Virtualized cloud platforms are well suited to providing DR. Under normal operating conditions, a cloud-based DR service may only need a small share of resources to synchronize state from the primary site to the cloud. The full amount of resources required to run the application only needs to be provisioned (and paid for) if a disaster actually happens. The use of automated virtualization platforms for disaster recovery means that additional resources can be rapidly brought online once the disaster is detected. This can dramatically reduce the recovery time after a failure which is a key component in enabling business continuity.

Key Requirements for Effective DR Service

The requirements for an effective DR Service may be based on business decisions such as the monetary cost of system downtime or data loss, while others can be directly tied to application performance and accuracy.

The level of data protection and speed of recovery depends on the type of backup mechanism used and the nature of resources available at the backup site. In general, DR services fall under one of the following categories:

Hot Backup Site: A hot backup site typically provides a set of mirrored stand-by servers that are always available to run the application once a disaster occurs, providing minimal RTO and RPO. Hot standbys typically use synchronous replication to prevent any data loss due to a disaster.

Warm Backup Site: A warm backup site may keep state up to date with either synchronous or asynchronous replication schemes depending on the necessary RPO. Standby servers to run the application after failure are available, but are only kept in a “warm” state where it may take minutes to bring them online.

Cold Backup Site: In a cold backup site, data is often only replicated on a periodic basis, leading to an RPO of hours or days. In addition, servers to run the application after failure are not readily available, and there may be a delay of hours or days as hardware is brought out of storage or re-purposed from test and development systems, resulting in a high RTO. It can be difficult to support business continuity with cold backup sites, but they are a very low cost option for applications that do not require strong protection or availability guarantees.

Cloud-based Disaster Recovery (DR)

The on-demand nature of cloud computing means that it provides the greatest cost benefit when peak resource demands are much higher than average case demands. This means that cloud platforms can provide the greatest benefit to DR services that require warm stand-by replicas. In this case, the cloud can be used to cheaply maintain the state of an application using low cost resources under ordinary operating conditions.

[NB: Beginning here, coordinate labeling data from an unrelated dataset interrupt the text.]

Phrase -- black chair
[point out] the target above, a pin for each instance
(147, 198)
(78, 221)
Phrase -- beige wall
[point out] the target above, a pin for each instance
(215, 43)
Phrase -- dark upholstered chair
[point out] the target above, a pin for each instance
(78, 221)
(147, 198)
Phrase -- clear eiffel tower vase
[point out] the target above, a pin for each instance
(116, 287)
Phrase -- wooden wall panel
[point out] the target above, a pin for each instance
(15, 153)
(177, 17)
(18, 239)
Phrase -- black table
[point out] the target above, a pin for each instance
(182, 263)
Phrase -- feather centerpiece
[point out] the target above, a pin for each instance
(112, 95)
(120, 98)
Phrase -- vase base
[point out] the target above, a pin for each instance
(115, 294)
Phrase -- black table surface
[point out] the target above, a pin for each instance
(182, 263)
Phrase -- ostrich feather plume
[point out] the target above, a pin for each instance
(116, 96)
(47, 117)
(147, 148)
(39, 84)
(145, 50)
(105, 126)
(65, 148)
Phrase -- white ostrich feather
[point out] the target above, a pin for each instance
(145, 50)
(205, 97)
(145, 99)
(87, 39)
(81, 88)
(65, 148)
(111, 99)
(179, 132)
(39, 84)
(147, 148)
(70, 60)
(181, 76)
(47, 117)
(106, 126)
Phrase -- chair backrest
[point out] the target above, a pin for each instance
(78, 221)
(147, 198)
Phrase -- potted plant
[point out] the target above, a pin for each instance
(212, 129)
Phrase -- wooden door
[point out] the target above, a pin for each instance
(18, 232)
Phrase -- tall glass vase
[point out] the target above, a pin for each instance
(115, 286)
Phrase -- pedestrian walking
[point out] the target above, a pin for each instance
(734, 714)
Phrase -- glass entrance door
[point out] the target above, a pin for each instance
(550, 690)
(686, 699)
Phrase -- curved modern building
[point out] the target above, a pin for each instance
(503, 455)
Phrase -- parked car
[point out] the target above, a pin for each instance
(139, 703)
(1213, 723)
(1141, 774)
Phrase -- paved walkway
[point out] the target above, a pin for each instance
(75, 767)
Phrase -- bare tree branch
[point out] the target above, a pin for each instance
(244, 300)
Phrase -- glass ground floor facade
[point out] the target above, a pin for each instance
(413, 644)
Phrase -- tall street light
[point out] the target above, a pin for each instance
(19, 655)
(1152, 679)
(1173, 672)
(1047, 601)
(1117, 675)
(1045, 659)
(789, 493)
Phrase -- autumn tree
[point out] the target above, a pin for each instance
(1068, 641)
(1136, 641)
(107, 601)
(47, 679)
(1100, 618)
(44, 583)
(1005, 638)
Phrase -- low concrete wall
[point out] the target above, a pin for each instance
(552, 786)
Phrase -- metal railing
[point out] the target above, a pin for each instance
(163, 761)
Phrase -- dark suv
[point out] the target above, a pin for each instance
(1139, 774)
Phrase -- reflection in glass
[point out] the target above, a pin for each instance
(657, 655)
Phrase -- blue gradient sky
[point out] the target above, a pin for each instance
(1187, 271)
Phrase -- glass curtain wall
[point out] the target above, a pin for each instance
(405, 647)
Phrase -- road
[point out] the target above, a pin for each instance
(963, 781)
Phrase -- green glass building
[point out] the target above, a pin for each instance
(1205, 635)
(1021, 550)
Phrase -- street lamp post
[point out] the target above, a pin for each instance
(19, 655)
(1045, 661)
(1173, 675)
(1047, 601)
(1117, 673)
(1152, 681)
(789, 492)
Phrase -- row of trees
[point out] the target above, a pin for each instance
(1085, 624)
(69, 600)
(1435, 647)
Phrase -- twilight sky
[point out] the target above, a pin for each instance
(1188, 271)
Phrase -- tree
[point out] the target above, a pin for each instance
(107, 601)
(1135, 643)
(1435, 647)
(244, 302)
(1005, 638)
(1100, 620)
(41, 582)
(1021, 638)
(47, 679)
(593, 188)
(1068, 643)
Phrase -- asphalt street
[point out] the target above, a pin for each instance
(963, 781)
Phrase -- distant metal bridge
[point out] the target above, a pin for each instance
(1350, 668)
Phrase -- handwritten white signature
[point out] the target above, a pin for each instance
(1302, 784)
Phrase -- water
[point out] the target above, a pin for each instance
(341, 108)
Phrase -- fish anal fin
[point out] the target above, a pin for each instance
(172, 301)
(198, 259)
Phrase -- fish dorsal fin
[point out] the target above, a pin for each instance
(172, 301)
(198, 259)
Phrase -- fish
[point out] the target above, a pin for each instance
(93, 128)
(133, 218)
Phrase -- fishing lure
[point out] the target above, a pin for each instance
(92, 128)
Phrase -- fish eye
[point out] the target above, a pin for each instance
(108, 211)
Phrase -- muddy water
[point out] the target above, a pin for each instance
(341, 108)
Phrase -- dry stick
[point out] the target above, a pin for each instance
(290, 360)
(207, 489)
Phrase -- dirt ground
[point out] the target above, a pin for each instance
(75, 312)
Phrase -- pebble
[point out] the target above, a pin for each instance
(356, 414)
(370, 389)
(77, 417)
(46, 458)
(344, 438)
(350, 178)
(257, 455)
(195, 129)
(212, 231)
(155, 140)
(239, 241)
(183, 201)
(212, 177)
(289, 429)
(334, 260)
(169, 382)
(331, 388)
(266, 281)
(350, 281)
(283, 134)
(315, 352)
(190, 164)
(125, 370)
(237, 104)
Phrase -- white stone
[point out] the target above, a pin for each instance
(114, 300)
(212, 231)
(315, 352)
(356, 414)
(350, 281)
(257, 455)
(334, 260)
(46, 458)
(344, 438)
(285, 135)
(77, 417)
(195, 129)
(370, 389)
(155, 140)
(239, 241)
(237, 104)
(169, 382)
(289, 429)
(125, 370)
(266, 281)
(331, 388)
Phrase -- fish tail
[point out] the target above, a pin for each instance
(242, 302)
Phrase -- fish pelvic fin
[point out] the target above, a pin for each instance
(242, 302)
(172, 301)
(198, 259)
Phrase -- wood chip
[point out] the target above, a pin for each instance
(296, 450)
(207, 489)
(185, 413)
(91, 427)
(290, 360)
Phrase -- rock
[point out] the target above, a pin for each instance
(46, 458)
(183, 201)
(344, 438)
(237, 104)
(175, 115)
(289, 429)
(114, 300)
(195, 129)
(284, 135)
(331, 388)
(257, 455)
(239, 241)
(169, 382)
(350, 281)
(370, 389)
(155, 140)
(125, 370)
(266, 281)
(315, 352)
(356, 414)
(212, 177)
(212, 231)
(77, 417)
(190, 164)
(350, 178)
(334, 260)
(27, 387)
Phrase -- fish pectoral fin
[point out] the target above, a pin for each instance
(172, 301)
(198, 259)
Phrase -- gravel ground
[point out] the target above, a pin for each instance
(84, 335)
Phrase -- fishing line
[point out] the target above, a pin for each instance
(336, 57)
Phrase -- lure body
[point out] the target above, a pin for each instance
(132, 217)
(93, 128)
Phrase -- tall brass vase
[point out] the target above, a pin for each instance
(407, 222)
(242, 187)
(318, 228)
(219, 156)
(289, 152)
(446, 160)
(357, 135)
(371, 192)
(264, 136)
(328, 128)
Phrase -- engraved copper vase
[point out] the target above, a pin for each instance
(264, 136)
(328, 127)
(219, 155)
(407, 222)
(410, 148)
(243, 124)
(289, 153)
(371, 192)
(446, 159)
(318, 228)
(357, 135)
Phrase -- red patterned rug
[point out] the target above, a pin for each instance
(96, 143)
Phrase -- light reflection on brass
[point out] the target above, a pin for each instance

Only after a disaster occurs, a cloud-based DR Service pays for the more powerful – and expensive – resources required to run the full application. These resources can be provisioned in a matter of seconds or minutes. In contrast, an enterprise using its own private resources for DR must always have servers available to meet the resource needs of the full disaster case, resulting in a much higher cost during normal operation.

Disaster Recovery as a (Cloud) Service

“Cloud-based DR moves the discussion from data center space and hardware to one about cloud capacity planning,” noted Lauren Whitehouse, senior analyst at Enterprise Strategy Group (ESG) in Milford, Massachusetts.

Identifying critical resources and recovery methods is the most relevant aspect during this process, since an organization needs to ensure that all critical apps and data are included in the blueprint. With applications identified and prioritized, and RTOs defined, the organization can then determine the best and most cost-effective methods of achieving the RTOs (by application and service). A combination of cost and recovery objectives drives different levels of disaster recovery.